In defense of white flight
A mythology has emerged that blames white flight for the impoverishment of black communities, which should be soundly rejected as false.
Bill Ponton | May 14, 2026
The term “white flight” has a strong negative connotation in polite society. It is a term often used to tar the motives of my father’s generation who, after returning from service in WWII, chose to live in the suburbs rather than return to the confines of the cities in which they had grown up. Their motives were many; however, as white flight continued throughout the ‘50s and ‘60s, there is no question that it was driven by the knowledge that city neighborhoods that were formerly inhabitable were falling into disarray with the influx of blacks that had moved there. To say otherwise, flies in the face of what was observed at the time and exists today in tangible form in cities like Detroit, Cleveland, St. Louis, Newark, Chicago, Philadelphia, and Baltimore, to name a few.
In recent decades, some white, affluent residents have moved back into central-city neighborhoods. This is sometimes described as a reversal of white flight, something that many had wished would happen. However, it was not long before this “gentrification” movement had a negative light cast upon it. As a classic example of white guilt knowing no bounds, the reinvestment in and reinvigoration of city neighborhoods brought accusations that longtime black residents were being displaced. The historical irony of the situation seeming to be lost on many.
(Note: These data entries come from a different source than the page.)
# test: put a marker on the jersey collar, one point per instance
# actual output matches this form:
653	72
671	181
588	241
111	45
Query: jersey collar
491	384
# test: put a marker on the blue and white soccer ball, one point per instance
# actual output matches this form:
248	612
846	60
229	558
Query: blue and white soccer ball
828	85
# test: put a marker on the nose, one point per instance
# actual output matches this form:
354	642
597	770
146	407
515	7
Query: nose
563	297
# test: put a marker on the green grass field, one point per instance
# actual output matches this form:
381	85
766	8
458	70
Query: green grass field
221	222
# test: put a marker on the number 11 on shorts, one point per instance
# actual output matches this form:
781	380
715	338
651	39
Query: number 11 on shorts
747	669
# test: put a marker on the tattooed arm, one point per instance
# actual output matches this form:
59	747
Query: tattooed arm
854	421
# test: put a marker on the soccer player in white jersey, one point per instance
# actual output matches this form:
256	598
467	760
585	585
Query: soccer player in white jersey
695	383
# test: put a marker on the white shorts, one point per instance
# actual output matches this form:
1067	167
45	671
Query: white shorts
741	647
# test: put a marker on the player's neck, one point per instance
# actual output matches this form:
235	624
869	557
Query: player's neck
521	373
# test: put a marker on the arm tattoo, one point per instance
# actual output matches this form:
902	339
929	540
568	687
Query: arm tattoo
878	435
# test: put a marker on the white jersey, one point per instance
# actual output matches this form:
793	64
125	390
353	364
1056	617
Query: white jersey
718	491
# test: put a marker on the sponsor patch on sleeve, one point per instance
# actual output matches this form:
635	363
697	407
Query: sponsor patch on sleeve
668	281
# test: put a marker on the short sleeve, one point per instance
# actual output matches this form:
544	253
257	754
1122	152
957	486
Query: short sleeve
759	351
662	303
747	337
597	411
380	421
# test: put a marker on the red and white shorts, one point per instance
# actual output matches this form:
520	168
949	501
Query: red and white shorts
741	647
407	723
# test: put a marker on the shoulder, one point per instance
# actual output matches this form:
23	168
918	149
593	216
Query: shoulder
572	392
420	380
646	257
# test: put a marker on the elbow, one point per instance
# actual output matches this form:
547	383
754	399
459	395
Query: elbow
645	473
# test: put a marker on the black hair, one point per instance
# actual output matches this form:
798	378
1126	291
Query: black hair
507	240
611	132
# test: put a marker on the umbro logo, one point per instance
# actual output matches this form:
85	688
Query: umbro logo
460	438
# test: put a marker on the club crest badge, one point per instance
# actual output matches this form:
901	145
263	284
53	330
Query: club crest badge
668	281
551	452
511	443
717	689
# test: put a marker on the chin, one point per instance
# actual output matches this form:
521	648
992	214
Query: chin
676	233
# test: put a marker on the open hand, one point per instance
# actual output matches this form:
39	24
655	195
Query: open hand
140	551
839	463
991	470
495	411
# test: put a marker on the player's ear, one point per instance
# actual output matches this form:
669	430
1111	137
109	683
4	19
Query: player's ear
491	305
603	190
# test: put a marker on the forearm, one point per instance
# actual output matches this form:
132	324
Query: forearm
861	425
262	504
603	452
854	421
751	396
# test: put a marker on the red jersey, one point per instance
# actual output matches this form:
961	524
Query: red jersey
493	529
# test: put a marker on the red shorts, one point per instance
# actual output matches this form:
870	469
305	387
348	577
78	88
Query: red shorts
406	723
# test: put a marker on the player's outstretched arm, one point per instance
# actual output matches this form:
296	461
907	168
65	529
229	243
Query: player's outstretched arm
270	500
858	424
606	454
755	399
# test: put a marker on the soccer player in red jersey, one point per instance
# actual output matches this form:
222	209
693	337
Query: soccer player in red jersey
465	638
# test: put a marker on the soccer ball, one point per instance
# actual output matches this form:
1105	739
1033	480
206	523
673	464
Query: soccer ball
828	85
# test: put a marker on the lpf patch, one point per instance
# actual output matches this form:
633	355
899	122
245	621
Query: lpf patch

A mythology has emerged that blames white flight for the impoverishment of black communities. Explanations have emerged from academia as to how government policy dealing with housing finance, highways, schools, zoning, and taxation have created wealthy white suburbs at the expense of black neighborhoods. However, these are only strained attempts to deflect from inherent failures within the black community whose fate has been in the hands of black leaders for over a half century. White flight was a major force in 20th-century American urban history, but mythology that paints it as a bad thing should be rejected as false.